No. of Recommendations: 5
Thank you, quite interesting! But that link needed a "pro" subscription which I don't have, so I did some digging to get more info.
Based on the following, I don't think I agree with your conclusion.
This article was informative:
https://www.techinasia.com/news/indian-ai-startup-...Key excerpt:
"Google's own tests have demonstrated that CPUs can achieve competitive latencies for large language models, though typically requiring larger batch sizes to approach GPU efficiency"
I think this is a key point: if Google knows about it, then so does Nvidia.

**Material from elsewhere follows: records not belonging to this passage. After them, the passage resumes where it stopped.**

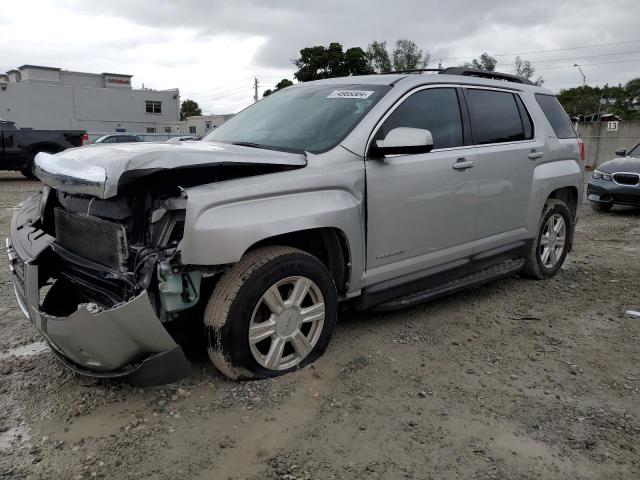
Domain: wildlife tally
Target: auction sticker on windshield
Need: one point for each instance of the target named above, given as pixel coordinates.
(350, 94)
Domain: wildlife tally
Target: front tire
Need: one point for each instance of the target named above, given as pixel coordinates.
(552, 241)
(271, 313)
(602, 207)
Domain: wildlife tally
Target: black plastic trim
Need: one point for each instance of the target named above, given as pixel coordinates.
(472, 72)
(156, 369)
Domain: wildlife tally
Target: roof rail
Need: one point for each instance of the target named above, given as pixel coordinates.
(415, 70)
(472, 72)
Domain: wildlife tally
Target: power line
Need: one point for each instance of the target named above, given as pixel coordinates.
(219, 87)
(547, 51)
(226, 92)
(631, 60)
(580, 58)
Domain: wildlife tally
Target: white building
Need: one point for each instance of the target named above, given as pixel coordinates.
(196, 125)
(52, 98)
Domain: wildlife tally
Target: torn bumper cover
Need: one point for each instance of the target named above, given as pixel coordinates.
(126, 341)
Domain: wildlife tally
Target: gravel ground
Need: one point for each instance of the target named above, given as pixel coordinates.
(517, 379)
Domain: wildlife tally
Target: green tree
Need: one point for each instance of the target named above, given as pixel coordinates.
(523, 68)
(284, 83)
(581, 101)
(407, 56)
(327, 62)
(189, 108)
(378, 57)
(483, 62)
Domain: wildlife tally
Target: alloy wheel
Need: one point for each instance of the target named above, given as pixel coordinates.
(286, 323)
(553, 240)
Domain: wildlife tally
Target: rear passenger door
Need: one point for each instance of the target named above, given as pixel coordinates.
(507, 153)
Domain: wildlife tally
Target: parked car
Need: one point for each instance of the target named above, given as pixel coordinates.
(184, 138)
(378, 191)
(18, 147)
(118, 138)
(616, 182)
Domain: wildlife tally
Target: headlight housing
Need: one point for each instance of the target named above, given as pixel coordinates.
(600, 175)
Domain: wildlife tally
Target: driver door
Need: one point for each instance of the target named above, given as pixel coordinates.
(422, 208)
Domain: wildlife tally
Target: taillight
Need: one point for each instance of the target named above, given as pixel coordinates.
(581, 145)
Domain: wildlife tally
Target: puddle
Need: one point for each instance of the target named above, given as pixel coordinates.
(30, 350)
(12, 436)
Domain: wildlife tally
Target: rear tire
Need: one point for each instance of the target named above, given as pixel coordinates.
(273, 312)
(602, 207)
(552, 241)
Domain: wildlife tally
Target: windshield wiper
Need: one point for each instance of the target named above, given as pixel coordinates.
(251, 144)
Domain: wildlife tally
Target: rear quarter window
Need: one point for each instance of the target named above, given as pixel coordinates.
(556, 115)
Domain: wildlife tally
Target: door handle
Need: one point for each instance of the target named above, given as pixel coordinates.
(462, 164)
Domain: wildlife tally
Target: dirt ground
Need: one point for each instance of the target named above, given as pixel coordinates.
(517, 379)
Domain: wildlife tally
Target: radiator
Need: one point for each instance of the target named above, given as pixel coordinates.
(92, 238)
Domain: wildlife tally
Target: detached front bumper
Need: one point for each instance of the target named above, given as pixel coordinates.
(607, 191)
(126, 341)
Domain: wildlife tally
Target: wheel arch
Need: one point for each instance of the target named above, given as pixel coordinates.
(568, 195)
(328, 244)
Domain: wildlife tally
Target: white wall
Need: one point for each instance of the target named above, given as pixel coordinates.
(42, 106)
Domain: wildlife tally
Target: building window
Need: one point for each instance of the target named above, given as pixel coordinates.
(151, 106)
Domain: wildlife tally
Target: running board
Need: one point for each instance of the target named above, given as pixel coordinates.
(505, 269)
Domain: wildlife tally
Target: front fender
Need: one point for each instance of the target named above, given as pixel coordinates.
(221, 234)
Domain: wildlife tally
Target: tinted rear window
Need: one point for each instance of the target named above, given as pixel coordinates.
(496, 117)
(556, 115)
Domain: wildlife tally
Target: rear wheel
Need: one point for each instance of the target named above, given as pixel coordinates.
(551, 244)
(271, 313)
(602, 206)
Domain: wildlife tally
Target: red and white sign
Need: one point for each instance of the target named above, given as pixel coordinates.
(117, 82)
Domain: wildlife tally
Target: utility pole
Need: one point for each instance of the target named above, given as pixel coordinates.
(584, 79)
(255, 89)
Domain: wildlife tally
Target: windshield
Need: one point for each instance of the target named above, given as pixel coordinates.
(312, 118)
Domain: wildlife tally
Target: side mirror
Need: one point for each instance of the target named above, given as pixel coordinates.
(403, 141)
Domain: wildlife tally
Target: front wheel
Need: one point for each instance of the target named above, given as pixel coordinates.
(551, 245)
(603, 207)
(271, 313)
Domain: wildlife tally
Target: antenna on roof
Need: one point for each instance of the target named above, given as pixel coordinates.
(472, 72)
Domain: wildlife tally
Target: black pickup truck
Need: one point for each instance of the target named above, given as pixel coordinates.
(18, 147)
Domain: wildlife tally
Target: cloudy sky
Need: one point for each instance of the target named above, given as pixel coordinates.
(211, 50)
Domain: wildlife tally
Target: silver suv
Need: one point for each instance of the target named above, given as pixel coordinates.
(378, 191)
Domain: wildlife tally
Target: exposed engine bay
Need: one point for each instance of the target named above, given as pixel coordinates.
(107, 251)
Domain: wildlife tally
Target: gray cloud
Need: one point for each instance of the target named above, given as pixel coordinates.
(140, 37)
(446, 29)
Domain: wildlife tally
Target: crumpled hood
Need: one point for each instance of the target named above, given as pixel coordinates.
(99, 169)
(621, 164)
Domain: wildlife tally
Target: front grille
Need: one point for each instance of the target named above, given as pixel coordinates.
(626, 178)
(92, 238)
(627, 199)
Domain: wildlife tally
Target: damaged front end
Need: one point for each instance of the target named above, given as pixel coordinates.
(96, 255)
(101, 279)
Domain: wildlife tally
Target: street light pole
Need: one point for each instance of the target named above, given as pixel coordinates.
(584, 79)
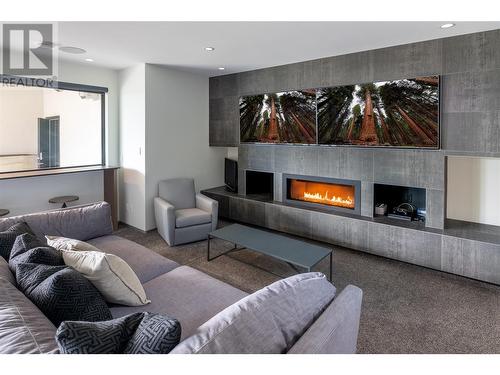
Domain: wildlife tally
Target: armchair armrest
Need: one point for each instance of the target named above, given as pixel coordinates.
(165, 219)
(209, 205)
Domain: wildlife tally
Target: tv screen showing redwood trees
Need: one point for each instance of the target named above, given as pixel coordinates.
(402, 113)
(286, 117)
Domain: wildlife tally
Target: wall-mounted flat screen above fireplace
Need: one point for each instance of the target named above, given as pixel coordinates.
(402, 113)
(285, 117)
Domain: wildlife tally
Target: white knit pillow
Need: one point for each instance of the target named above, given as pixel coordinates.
(110, 274)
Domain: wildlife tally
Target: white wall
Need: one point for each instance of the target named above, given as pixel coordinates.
(132, 142)
(16, 115)
(177, 133)
(32, 194)
(473, 189)
(26, 195)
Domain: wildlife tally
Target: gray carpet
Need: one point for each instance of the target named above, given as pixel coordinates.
(406, 308)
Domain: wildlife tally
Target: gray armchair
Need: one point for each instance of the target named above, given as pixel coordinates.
(182, 215)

Here's the reference about google's work in the techinasia link above
https://www.theregister.com/2024/10/29/cpu_gen_ai_...Excerpt from the "theregister" reference about Google's work on AI on CPUs
"Today, most GenAI models are trained and run on GPUs or some other specialized accelerator, but that doesn't mean they have to be. In fact, several chipmakers have suggested that CPUs are more than adequate for many enterprise AI use cases.

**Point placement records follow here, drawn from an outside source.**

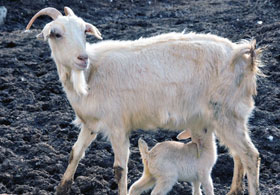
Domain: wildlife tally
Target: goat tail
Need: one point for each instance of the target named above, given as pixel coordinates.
(143, 148)
(248, 48)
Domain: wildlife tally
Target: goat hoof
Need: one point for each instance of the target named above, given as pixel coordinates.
(235, 192)
(64, 189)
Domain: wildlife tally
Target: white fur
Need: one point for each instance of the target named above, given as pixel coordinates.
(173, 81)
(170, 161)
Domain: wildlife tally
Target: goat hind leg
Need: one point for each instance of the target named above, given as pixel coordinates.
(120, 145)
(238, 174)
(239, 142)
(84, 140)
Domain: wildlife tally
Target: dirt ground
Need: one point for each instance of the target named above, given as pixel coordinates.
(36, 134)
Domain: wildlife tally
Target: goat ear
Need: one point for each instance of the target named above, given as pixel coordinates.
(68, 11)
(92, 30)
(184, 135)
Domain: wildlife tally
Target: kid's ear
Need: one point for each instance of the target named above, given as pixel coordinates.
(92, 30)
(184, 134)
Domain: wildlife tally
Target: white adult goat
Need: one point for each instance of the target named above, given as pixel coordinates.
(170, 161)
(172, 81)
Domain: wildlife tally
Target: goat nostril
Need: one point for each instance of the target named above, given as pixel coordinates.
(83, 57)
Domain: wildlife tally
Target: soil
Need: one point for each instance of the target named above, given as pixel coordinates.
(36, 134)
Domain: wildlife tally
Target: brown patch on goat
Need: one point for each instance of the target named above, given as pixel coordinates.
(118, 173)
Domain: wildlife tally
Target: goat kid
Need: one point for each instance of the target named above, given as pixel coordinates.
(170, 81)
(170, 161)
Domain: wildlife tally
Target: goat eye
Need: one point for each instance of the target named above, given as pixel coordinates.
(58, 35)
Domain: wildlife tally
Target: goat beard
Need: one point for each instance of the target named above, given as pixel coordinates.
(79, 82)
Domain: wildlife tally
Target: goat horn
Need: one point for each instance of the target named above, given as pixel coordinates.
(49, 11)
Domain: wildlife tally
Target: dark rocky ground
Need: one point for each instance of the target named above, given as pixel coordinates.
(36, 134)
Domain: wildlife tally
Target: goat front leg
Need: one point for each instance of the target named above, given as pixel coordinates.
(238, 174)
(238, 140)
(120, 145)
(84, 140)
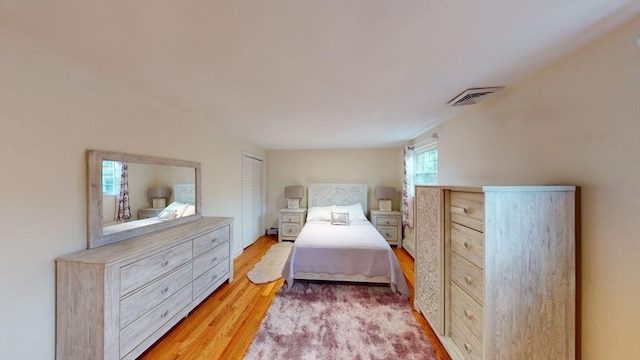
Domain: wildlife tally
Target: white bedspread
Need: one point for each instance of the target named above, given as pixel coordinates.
(356, 249)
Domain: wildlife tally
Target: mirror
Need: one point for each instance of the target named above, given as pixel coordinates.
(180, 177)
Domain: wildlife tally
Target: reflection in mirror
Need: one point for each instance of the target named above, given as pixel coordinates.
(130, 195)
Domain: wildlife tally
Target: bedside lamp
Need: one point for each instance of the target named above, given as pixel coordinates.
(159, 196)
(293, 195)
(384, 195)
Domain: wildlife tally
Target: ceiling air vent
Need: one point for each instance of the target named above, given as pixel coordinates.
(473, 96)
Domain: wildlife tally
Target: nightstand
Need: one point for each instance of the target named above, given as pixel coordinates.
(290, 222)
(389, 224)
(149, 212)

Now Google has rekindled the subject of CPU-based inference and fine-tuning, detailing its experience with the advanced matrix extensions baked into Intel's 4th-Gen (Sapphire Rapids) Xeon cores. "
It also goes on to discuss why CPUs for AI isn't the panacea one might initially think:
"While CPUs are beginning to catch up with lower-end GPUs in terms of memory bandwidth, they're still no match for high-end accelerators like Nvidia's H100 or AMD's MI300X, which boast multiple terabytes of bandwidth. Pricing also remains a challenge for CPUs. Intel's 6900P-series Granite Rapids parts will set you back between $11,400 and $17,800, and that's before you factor in the cost of memory."
My conclusion (could be wrong!):
It appears that this isn't some breakthrough of the Indian startup. Rather that they're trying to capitalize on something that's already known: inference (not training) of AI can be done acceptably well, i.e. with an acceptable performance hit, on CPUs compared to GPUs, if you can't really afford to access the high end GPUs. I gather that the Indian company wants to capitalize on this within India, where massive computing capacity with GPU's is sparse.
It seems that the CPU versus GPU story is well known i.e. Google has done lots of investigation and even published about it. So this isn't something taking Nvidia by surprise. They're a nimble company, if they see a market in CPU supported aspects of AI (as opposed to GPU), they'll have plans to deal with it.
My takeaway is that it was relatively well known in the field that if you can't afford massive GPU investments, as is the case in India, you can still stay somewhat in the game of AI at least on the inference and fine-tuning side with CPUs. The Indian company wants to try to make a go of this in India. But from what I read so far, I saw nothing approaching a knockout blow to Nvidia and GPUs.